Thursday, August 01, 2013

Employment Situation Preview

by Bill McBride on 8/01/2013 05:49:00 PM

Tomorrow at 8:30 AM ET, the BLS will release the employment report for July. The consensus is for an increase of 175,000 non-farm payroll jobs in July, and for the unemployment rate to decline to 7.5% from 7.6% in June.

Here is a summary of recent data:

• The ADP employment report showed an increase of 200,000 private sector payroll jobs in July. This was above expectations of 179,000 private sector payroll jobs added. The ADP report hasn't been very useful in predicting the BLS report for any one month, but in general, this suggests employment growth somewhat above expectations.

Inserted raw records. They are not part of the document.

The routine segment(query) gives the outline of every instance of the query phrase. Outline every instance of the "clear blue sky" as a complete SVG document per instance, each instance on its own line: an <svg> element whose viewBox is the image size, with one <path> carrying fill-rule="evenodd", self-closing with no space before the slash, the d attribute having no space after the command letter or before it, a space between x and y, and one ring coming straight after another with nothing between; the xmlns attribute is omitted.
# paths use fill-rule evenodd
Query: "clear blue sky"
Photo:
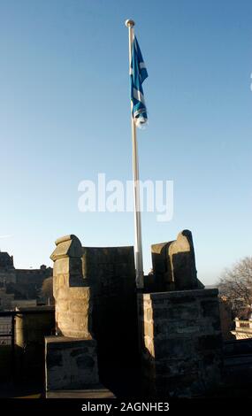
<svg viewBox="0 0 252 416"><path fill-rule="evenodd" d="M79 182L132 179L126 19L149 70L142 180L174 181L174 216L142 216L149 246L193 232L199 278L251 255L252 3L0 1L0 248L50 264L54 241L134 243L132 213L81 213Z"/></svg>

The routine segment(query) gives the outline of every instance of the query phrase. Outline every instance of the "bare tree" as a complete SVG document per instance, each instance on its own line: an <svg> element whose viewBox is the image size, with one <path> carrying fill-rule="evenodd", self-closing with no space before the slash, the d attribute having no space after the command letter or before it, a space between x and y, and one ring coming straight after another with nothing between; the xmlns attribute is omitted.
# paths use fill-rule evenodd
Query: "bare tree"
<svg viewBox="0 0 252 416"><path fill-rule="evenodd" d="M235 316L248 313L252 304L252 257L246 257L225 269L218 286L220 295L230 302Z"/></svg>
<svg viewBox="0 0 252 416"><path fill-rule="evenodd" d="M46 298L50 304L54 304L54 297L52 291L52 277L48 277L42 282L42 295Z"/></svg>

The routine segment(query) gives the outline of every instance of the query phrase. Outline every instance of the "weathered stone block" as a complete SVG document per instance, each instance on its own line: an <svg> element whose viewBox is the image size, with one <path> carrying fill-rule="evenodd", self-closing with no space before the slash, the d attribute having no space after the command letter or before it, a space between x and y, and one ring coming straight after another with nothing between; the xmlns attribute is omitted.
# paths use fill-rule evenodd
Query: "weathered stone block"
<svg viewBox="0 0 252 416"><path fill-rule="evenodd" d="M218 386L222 336L217 289L139 294L138 309L147 393L194 397Z"/></svg>
<svg viewBox="0 0 252 416"><path fill-rule="evenodd" d="M197 279L191 231L183 230L175 241L152 244L151 254L154 283L149 290L203 289Z"/></svg>
<svg viewBox="0 0 252 416"><path fill-rule="evenodd" d="M99 382L95 340L45 338L46 390L88 389Z"/></svg>

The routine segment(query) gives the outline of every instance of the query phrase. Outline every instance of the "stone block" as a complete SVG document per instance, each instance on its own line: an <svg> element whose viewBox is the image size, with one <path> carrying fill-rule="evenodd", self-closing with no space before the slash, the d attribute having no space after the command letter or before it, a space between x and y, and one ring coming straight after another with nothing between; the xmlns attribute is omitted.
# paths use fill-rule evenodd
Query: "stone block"
<svg viewBox="0 0 252 416"><path fill-rule="evenodd" d="M192 397L218 386L217 289L139 294L138 310L146 393Z"/></svg>
<svg viewBox="0 0 252 416"><path fill-rule="evenodd" d="M197 279L191 231L183 230L175 241L152 244L151 255L154 274L151 291L203 289Z"/></svg>
<svg viewBox="0 0 252 416"><path fill-rule="evenodd" d="M46 390L90 389L99 383L95 340L45 338Z"/></svg>

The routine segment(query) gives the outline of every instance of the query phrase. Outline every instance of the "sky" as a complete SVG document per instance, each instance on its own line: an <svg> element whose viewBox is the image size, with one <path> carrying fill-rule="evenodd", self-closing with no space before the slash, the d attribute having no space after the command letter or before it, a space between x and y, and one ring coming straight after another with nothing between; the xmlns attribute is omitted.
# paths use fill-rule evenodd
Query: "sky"
<svg viewBox="0 0 252 416"><path fill-rule="evenodd" d="M249 0L0 0L0 249L51 265L57 238L133 245L132 212L81 212L83 180L132 179L128 34L149 78L140 176L173 181L172 220L142 213L150 245L193 233L199 279L252 247Z"/></svg>

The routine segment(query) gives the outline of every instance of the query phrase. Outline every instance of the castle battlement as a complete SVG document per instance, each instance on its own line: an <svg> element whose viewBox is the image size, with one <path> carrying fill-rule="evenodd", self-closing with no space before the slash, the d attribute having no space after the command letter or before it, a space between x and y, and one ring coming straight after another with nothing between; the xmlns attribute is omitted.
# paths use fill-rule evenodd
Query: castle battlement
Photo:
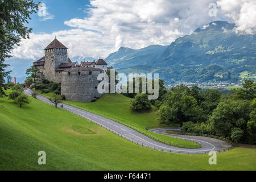
<svg viewBox="0 0 256 182"><path fill-rule="evenodd" d="M61 95L67 100L77 102L91 102L101 96L98 75L108 69L101 59L73 63L68 56L68 48L56 39L44 49L44 56L33 64L39 69L41 78L61 83Z"/></svg>

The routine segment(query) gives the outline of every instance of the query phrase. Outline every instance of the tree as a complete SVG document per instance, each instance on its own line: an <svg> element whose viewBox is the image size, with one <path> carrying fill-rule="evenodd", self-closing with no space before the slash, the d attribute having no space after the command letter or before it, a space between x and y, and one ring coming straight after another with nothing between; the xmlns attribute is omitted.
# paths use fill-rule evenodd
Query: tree
<svg viewBox="0 0 256 182"><path fill-rule="evenodd" d="M9 99L10 100L15 100L20 95L21 93L20 92L17 91L17 90L14 90L12 92L11 92L8 97Z"/></svg>
<svg viewBox="0 0 256 182"><path fill-rule="evenodd" d="M114 71L115 71L115 85L117 85L117 84L119 82L119 80L118 79L115 79L117 75L118 75L118 73L117 72L116 72L115 70L114 70ZM111 74L110 74L110 73L111 73L110 69L108 69L106 72L106 74L109 77L109 93L110 93L110 88L111 88L111 81L110 81Z"/></svg>
<svg viewBox="0 0 256 182"><path fill-rule="evenodd" d="M61 102L61 96L57 94L54 94L49 99L51 102L55 104L55 107L57 108L57 105Z"/></svg>
<svg viewBox="0 0 256 182"><path fill-rule="evenodd" d="M38 78L40 78L40 76L38 75L39 73L40 73L39 69L33 66L27 69L26 72L26 74L28 75L28 77L32 79L35 88L36 88L36 84L38 81Z"/></svg>
<svg viewBox="0 0 256 182"><path fill-rule="evenodd" d="M131 100L130 107L133 110L139 110L150 109L151 106L147 94L145 93L139 93L136 95L134 99Z"/></svg>
<svg viewBox="0 0 256 182"><path fill-rule="evenodd" d="M35 98L36 98L36 96L38 96L38 93L35 90L32 90L32 97L33 97Z"/></svg>
<svg viewBox="0 0 256 182"><path fill-rule="evenodd" d="M16 85L13 86L11 88L11 90L16 90L19 92L23 92L24 91L24 88L22 85L17 84Z"/></svg>
<svg viewBox="0 0 256 182"><path fill-rule="evenodd" d="M38 5L32 0L0 1L0 97L6 96L4 89L5 77L9 72L5 72L9 66L5 59L11 57L10 53L14 45L22 39L29 38L31 28L24 26L28 23L30 14L38 10Z"/></svg>
<svg viewBox="0 0 256 182"><path fill-rule="evenodd" d="M7 76L7 84L10 83L11 81L11 80L13 80L13 77L10 75L8 75Z"/></svg>
<svg viewBox="0 0 256 182"><path fill-rule="evenodd" d="M214 110L220 102L221 93L217 90L208 89L202 93L203 101L200 106L203 109L204 113L207 115L212 115L212 111Z"/></svg>
<svg viewBox="0 0 256 182"><path fill-rule="evenodd" d="M256 83L252 80L245 80L242 88L232 89L230 92L234 93L235 100L252 100L256 98Z"/></svg>
<svg viewBox="0 0 256 182"><path fill-rule="evenodd" d="M197 105L197 102L192 96L171 90L163 99L159 109L156 112L158 120L162 123L182 124L183 122L204 121L203 110Z"/></svg>
<svg viewBox="0 0 256 182"><path fill-rule="evenodd" d="M30 85L31 85L34 82L33 79L32 78L30 77L28 77L27 78L27 85L28 86L30 86ZM24 83L25 84L25 85L27 86L27 80L25 80L24 81Z"/></svg>
<svg viewBox="0 0 256 182"><path fill-rule="evenodd" d="M142 77L139 77L139 93L142 93ZM148 82L148 79L147 78L144 78L146 79L146 92L147 95L148 95L148 89L147 89L147 82ZM127 89L127 93L123 93L123 94L126 97L128 97L129 98L135 98L137 93L135 92L135 78L133 78L133 93L129 93L129 82L131 82L131 81L127 81L127 86L126 86L126 89ZM159 97L157 100L160 101L162 97L167 93L166 89L164 86L164 82L163 80L159 79ZM155 86L155 80L152 80L152 89L154 88ZM151 101L152 104L154 104L155 100L151 100Z"/></svg>
<svg viewBox="0 0 256 182"><path fill-rule="evenodd" d="M15 102L19 104L19 106L21 107L25 104L30 104L30 101L27 95L22 93L15 100Z"/></svg>
<svg viewBox="0 0 256 182"><path fill-rule="evenodd" d="M216 134L236 142L245 142L243 134L247 132L247 122L252 111L250 104L250 102L246 100L229 99L220 102L209 119L213 123ZM242 136L240 136L241 133Z"/></svg>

• The ISM manufacturing employment index increased in July to 54.4% from 48.7% in June. A historical correlation between the ISM manufacturing employment index and the BLS employment report for manufacturing, suggests that private sector BLS reported payroll jobs for manufacturing increased by close to 5,000 in July.  However the ADP report indicated a loss of 5,000 manufacturing jobs in July.

The ISM non-manufacturing (service) employment index will be released next Monday.

Initial weekly unemployment claims averaged about 341,000 in July. This was down slightly from 345,000 in June, and near the low for the year.

For the BLS reference week (includes the 12th of the month), initial claims were at 336,000; down from 355,000 in June.

• The final July Reuters / University of Michigan consumer sentiment index increased to 85.1, up from the June reading of 84.1. This is frequently coincident with changes in the labor market, but also strongly related to gasoline prices and other factors.

• And on the unemployment rate from Gallup: More Americans working part-time vs. a year ago, but no growth in full-time jobs

Gallup's unadjusted unemployment rate for the U.S. workforce is 7.8% in July, unchanged from June (7.8%), but down from 8.2% in July 2012.

Gallup's seasonally adjusted U.S. unemployment rate for July is 7.4%, a slight decline from 7.6% in June.
Note: So far the Gallup numbers haven't been very useful in predicting the BLS unemployment rate.

• Conclusion: The employment related data was slightly better in July than in June when the BLS reported 195,000 jobs added.  Both the ADP employment and ISM manufacturing reports suggest an increase in hiring. Also weekly claims for the reference week were lower in July than in June, and consumer sentiment increased slightly.

There is always some randomness to the employment report, but my guess is the BLS will report above the consensus of 175,000 jobs added in July. A key will be the unemployment rate (and participation rate) to see if unemployment is tracking the Fed's forecast for QE3 tapering.